It does not take a village to raise your own kids other than your own village of family and friends.

Most children have grandparents, aunts and uncles, cousins who should be called upon to help with your children when needed. Even if mom and dad are divorced, both should make an effort to co-parent.

Those friends should include your children's playmates' parents, your neighbors who, along with you, keep a watchful eye on anything unusual going on, and ones you socialize and commiserate with.

The involvement of government in child rearing is clearly getting much too intrusive. Too many parents are afraid to even discipline their children, especially in public.
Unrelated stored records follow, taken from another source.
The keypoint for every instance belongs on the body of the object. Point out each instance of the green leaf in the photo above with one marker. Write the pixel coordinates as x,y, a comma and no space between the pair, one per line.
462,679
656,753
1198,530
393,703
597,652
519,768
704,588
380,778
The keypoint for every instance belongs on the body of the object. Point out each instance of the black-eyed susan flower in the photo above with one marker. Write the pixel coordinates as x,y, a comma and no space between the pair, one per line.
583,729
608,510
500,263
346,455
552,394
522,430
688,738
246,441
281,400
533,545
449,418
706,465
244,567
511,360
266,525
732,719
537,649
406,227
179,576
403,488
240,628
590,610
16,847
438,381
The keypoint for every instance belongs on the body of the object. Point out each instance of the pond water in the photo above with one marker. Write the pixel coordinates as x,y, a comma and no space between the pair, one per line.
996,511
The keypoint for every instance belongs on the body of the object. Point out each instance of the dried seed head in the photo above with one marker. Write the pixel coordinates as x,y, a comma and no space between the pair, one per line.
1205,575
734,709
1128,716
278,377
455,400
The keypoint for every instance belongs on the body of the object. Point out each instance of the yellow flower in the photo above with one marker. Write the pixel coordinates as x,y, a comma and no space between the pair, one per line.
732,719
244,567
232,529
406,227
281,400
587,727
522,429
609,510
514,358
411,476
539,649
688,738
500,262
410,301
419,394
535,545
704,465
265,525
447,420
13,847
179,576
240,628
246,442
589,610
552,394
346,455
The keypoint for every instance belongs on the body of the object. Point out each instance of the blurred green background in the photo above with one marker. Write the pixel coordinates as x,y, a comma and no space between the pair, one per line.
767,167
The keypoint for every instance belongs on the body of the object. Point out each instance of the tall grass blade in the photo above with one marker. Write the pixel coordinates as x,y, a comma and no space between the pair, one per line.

Let's back up before we allow any more governmental "villages" into our homes.

Bizkit 08/27/14 - 09:21 am
If you grew up in the MidWest

If you grew up in the MidWest the village was miles away from your home, you could be home schooled, and you could literally see the village once a month if that much. What moron thinks up this crap-oh Hillary she made up the Obama birth certificate controversy too.

Darby 08/27/14 - 04:31 pm
No, not really....

It doesn't "take a village". At least not in the sense the Hillary C. intended. (Socialism).

What is needed is an education system that will stress family, not national or politically correct values. To include good manners and social decorum and individual responsibility.

There was a time, not that long ago when I would have bitten my tongue before suggesting such a thing, but the growth and reach of government has placed such a heavy financial load on families that it's rare to have someone at home to carry the burden of properly guiding children's behavior.

To that end, we could do with a general population that is more interested in controlling school curriculum than we have now.

Maybe it's just me, but I get the sense that many moms and dads simply throw up their hands and surrender their kids to the system.

That's NOT a good thing.

jimmymac 08/27/14 - 06:30 pm

It takes two dedicated parents to raise a kid. The biggest factor in todays headlines with children involved is it's usually a single mother. The dad if she knows who he is doesn't contribute anything for the welfare of the child and goes his merry way making more troubled children.

corgimom 08/28/14 - 05:52 am
Today, if a neighbor

Today, if a neighbor disciplines a child, the parents want to sue.

Or if a neighbor tells a parent that their child is misbehaving, the parents are offended.

We behaved ourselves, because we knew that everywhere we went, somebody was watching us and would report back to our parents if we did something wrong.

And then not only did you get in trouble for the first thing, you got in trouble for embarrassing your parents.

It's changed, and not for the better.